Il se rassit et la complimenta sur son costume.

Elle répondit, avec un air d’accablement :

«C’est le Prince qui m’aime comme ça ! Et il faut fumer des machines pareilles», ajouta Rosanette, en montrant le narghilé.» Si nous en goûtions ? voulez-vous ?»

On apporta du feu, le tombac s’allumant difficilement, elle se mit à trépigner d’impatience. Puis une langueur la saisit ; et elle restait immobile sur le divan, un coussin sous l’aisselle, le corps un peu tordu, un genou plié, l’autre jambe toute droite. Le long serpent de maroquin rouge, qui formait des anneaux par terre, s’enroulait à son bras. Elle en appuyait le bec d’ambre sur ses lèvres et regardait Frédéric, en clignant les yeux, à travers la fumée dont les volutes l’enveloppaient. L’aspiration de sa poitrine faisait gargouiller l’eau, et elle murmurait de temps à autre :

«Ce pauvre mignon ! ce pauvre chéri !»

Il tâchait de trouver un sujet de conversation agréable l’idée de la Vatnaz lui revint.

Il dit qu’elle lui avait semblé fort élégante.

«Parbleu !» reprit la Maréchale.» Elle est bienheureuse de m’avoir, celle-là !» sans ajouter un mot de plus, tant il y avait de restriction dans leurs propos.

Tous les deux sentaient une contrainte, un obstacle. En effet, le duel dont Rosanette se croyait la cause avait flatté son amour-propre. Puis elle s’était fort étonnée qu’il n’accourût. pas se prévaloir de son action ; et, pour le contraindre à revenir, elle avait imaginé ce besoin de cinq cents francs.

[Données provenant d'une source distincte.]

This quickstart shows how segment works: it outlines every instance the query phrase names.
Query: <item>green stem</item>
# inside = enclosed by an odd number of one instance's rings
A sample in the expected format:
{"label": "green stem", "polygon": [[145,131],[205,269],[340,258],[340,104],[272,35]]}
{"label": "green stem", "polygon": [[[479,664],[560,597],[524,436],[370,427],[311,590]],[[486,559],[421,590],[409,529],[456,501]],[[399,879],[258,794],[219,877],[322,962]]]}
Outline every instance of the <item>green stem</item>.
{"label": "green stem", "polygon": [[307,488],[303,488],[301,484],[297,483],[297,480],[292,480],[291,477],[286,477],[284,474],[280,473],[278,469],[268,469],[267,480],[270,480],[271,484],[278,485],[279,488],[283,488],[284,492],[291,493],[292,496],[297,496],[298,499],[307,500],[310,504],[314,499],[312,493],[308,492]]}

Comment se faisait-il que Frédéric ne demandait pas en retour un peu de tendresse ! C’était un raffinement qui l’émerveillait, et, dans un élan de coeur, elle lui dit :

«Voulez-vous venir avec nous aux bains de mer ?»

«Qui cela, nous ?»

«Moi et mon oiseau ; je vous ferais passer pour mon cousin, comme dans les vieilles comédies.»

«Mille grâces !»

«Eh bien, alors, vous prendrez un logement près du nôtre.»

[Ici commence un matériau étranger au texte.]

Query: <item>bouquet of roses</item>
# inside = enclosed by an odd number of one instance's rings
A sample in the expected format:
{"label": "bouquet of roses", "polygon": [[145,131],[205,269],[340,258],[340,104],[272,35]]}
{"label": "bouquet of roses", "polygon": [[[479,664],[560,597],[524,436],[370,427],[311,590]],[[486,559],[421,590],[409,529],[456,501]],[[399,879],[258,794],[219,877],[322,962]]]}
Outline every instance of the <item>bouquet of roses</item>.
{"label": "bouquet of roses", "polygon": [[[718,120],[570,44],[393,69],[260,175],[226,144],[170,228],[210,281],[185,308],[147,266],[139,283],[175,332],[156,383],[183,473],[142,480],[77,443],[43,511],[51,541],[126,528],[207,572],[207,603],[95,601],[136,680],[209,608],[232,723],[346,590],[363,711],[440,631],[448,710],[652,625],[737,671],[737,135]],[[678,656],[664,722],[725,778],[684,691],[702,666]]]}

L’idée de se cacher d’un homme riche l’humiliait.

«Non ! cela est impossible.»

«A votre aise !»

Rosanette se détourna, ayant une larme aux paupières. Frédéric l’aperçut ; et, pour lui marquer de l’intérêt, il se dit heureux de la voir, enfin, dans Une excellente position.

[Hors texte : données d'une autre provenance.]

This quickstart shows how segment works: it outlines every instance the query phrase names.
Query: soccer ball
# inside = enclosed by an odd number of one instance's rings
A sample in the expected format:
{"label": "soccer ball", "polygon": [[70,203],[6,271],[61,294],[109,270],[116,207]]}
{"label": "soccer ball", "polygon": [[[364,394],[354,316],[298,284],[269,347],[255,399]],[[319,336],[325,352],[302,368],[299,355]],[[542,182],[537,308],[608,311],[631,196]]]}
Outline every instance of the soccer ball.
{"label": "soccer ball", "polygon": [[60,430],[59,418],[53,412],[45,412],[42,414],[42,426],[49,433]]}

Elle fit un haussement d’épaules. Qui donc l’affligeait ? Etait-ce, par hasard, qu’on ne l’aimait pas ? «Oh ! moi, on m’aime toujours !»

Elle ajouta :

«Reste à savoir de quelle manière.»

Se plaignant , d’étouffer de chaleur», la Maréchale défit sa veste ; et, sans autre vêtement autour des reins que sa chemise de soie, elle inclinait la tête sur son épaule, avec un air d’esclave plein de provocations.

Un homme d’un égoïsme moins réfléchi n’eût pas songé que le Vicomte, M. de Comaing ou un autre pouvait survenir. Mais Frédéric avait été trop de fois la dupe de ces mêmes regards pour se compromettre dans une humiliation nouvelle.

Elle voulut connaître ses relations, ses amusements ; elle arriva même à s’informer de ses affaires, et à offrir de lui prêter de l’argent, s’il en avait besoin. Frédéric, n’y tenant plus, prit son chapeau.